En nu verhuizen we niet meer,” aldus de voorzitter die tevens memoreert dat bij het 100-jarige bestaan in 1991 de Koninklijke Erepenning werd toegekend. Daarna brak (buiten de ijswinters) een ogenschijnlijk rustige tijd aan maar bij de uitreiking van de vrijwilligersprijs werd bekend dat de vereniging geenszins stil zit.

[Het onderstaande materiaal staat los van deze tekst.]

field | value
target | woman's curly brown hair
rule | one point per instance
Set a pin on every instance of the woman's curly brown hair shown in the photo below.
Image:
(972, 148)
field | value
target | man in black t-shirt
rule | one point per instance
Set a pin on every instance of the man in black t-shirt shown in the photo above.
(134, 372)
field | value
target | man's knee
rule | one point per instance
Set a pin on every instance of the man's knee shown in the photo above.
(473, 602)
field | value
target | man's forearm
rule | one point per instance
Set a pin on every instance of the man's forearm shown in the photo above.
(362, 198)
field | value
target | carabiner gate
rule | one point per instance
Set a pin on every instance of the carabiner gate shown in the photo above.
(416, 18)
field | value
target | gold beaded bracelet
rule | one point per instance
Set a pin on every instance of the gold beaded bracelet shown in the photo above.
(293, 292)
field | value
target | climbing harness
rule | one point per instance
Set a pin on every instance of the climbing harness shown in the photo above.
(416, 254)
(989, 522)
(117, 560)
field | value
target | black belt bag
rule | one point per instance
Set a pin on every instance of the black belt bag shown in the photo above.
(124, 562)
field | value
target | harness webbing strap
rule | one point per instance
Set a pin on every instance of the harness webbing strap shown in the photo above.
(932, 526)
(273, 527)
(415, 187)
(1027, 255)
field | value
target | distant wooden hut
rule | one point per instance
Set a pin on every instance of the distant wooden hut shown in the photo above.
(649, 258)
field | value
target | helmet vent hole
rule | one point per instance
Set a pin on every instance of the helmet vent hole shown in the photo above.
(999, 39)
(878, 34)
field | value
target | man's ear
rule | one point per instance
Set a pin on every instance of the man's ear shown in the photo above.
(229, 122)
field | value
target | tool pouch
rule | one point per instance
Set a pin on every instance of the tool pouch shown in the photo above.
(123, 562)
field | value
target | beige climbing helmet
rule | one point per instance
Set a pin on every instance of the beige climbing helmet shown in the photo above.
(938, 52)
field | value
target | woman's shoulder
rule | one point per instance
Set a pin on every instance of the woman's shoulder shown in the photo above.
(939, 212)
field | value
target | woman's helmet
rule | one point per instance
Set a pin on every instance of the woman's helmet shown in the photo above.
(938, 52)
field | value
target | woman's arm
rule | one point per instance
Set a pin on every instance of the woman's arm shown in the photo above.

Onder invloed van het Nederlandse klimaat (nooit zeker of er tijdens de winter wel geschaatst kan worden) heeft de vereniging zich in de afgelopen jaren hoe langer hoe meer ontwikkeld tot een multifunctionele, facilitaire organisatie die zijn accommodatie openstelt voor andere verenigingen en organisaties. Met name het huidige bestuur heeft in deze ontwikkeling een groot aandeel gehad. Verenigingen, die bij de Lissesche IJsclub gastvrij onderdak vinden zijn o.a.: Motor Club Lisse, “The Ordinary Company” Voetbal Lisse, een grote jeugd-trainingsgroep vanuit de Salemkerk, Pluimen Kleinvee Vereniging P.K.V. Lisse e.o., Handboog-schietvereniging ”Attilla”, Muziekvereniging “Da Capo” Lisse (buiten training voor het Wereld Muziekfestival Kerkrade). Recentelijk was de grote muzikale buurtbarbecue t.g.v. “50-jaar-Poelpolder” een denderend feest op het ijsclubterrein, waarbij het bestuur tot diep in de nacht ondersteuning aan de organisatie verleende. De vereniging kent een gezonde financiële situatie die is gebaseerd op de hoge mate van zelfwerkzaamheid van het bestuur. Afgelopen zomer werd de gehele licht-installatie vernieuwd. Er werden 10 nieuwe lichtmasten geplaatst en alle grondkabels werden vervangen. Door slim inkopen en door alles zelf te plaatsen en aan te sluiten bleef dit project betaalbaar. Verdere bronnen van inkomsten zijn o.a. het jaarlijks steken van een corsowagen (inmiddels diverse prijzen gewonnen) en het organiseren van een spelavond (pistoolschieten) tijdens de feestweek van de Harddraverijvereniging. Het bestuur van de ijsclub bestaat uit 13 personen omdat men veel handen nodig heeft als er ijs mocht komen. En daar wachten we nu dus op”, aldus Wagner.